Driving instructor offers tips for driving in snow

Our roads are ready for the snow, but drivers in the Triad may need to brush up before they tackle the roads this week.

Snowy roads will replace clear ones early Wednesday morning and many people are already making plans to avoid driving through the snow.

“Yeah no, I don’t really like to," Emily Bing said.

“I’ll stay at home," Nicholas Masalleras said.

Randy Wiles is a professional driver's education instructor and owns Wiles Driving School in Winston-Salem. He says if you can swing it, stay off the roads until they're clear.

“Don’t go out, and just try to be in and stay in as much as possible," he said.

You can also still prepare your car before the snow sets in. Make sure your windshield wipers are working before you take it out. Pack up your car with a scraper, emergency kit and kitty litter or salt to melt the snow if you get stuck.

Make sure your tires are ready for the snowy roads. You can test the tread on your tires using the "penny test." Take a penny with Abraham Lincoln's head facing down, and put it into the tire's grooves. If you can see the top of his head, you may need new tires. If he's at least halfway covered, Wiles says you're probably OKfor now.

Once you're on the road, remember to slow down and plan extra time for your commute. Never use cruise control when driving through ice or snow.

“When the speed limit says 55, on a snowy or icy day, you don’t drive 55," Wiles said.

Once the plows come through, they can still leave black ice behind.

“It’s a thin layer of ice that you really can’t see and it’s hidden by the blackness of the tar or the pavement.
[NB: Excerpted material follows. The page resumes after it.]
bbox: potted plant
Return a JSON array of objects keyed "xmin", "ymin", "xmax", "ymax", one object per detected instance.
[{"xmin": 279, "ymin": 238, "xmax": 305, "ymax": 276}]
It’s sporadic on bridges, overpasses and places like that," Whiles said.

If you start to slide on the snow or ice, don't hit your brakes quickly. Wiles says that's how your wheels lock up, even if you have an anti-lock braking system.

“Always turn the car in the distance you want to go," Wiles said. "So if the car is going to the right, you want to turn the wheel to the left, not real drastically.”

Wiles says you also need to increase your following distance behind the cars in front of you. In good weather, you should drive two to three seconds behind another car. Wiles says you need to double that amount in inclement weather.

You can calculate the following distance by picking a stationary object along the road. When the car in front of you passes it, start counting until your car hits that spot. If you don't get to at least four to six seconds, Wiles says you need to leave more space.